Вот и сижу я как дурак за своим столом, тупо смотрю в стену и жду, когда мне надлежит выйти и возглавить процессию. Черт знает что! За кого, интересно, меня Арнус держит? Ну это, положим, я скоро узнаю. Но откуда такой гонор? Ведь мальчишка всю дорогу был абсолютно нормальный — по заборам лазил, девкам под юбки заглядывал (как и положено — жутко при этом краснея). А тут…

Размышления мои прервало деликатное покашливание. Поднимаю голову — вестовой.

—Что?

— Господин командор! Все уже собрались. Только вас ждут.

— Да, сейчас буду.

Вестовой исчезает за дверью, а я еще раз осматриваю себя с ног до головы в стареньком мутном зеркале и иду к людям. К своим людям, между прочим! Раскомандовался что-то Арнус в последнее время! Сегодня я ему и дам окорот. А если артачиться начнет… Был у Гитлера такой любимчик, Рэм звали. И позволил он себе лишнего.

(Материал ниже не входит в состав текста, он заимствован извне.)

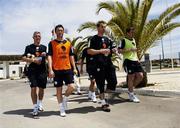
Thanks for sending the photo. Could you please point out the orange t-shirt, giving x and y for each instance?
(61, 53)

Один раз позволил. Закончилось это для него и его людей очень плохо. Так что Арнусу крайне недурственно было бы поприлежнее учить историю. Во избежание, так сказать…

Все уже собрались. И наши — в формах с еще не подожженными факелами. И родственники Пилуса. И журналистская братия тут как тут. Я окинул все это безобразие недобрым взглядом, поправил фуражку и решительно направился к родителям Пилуса.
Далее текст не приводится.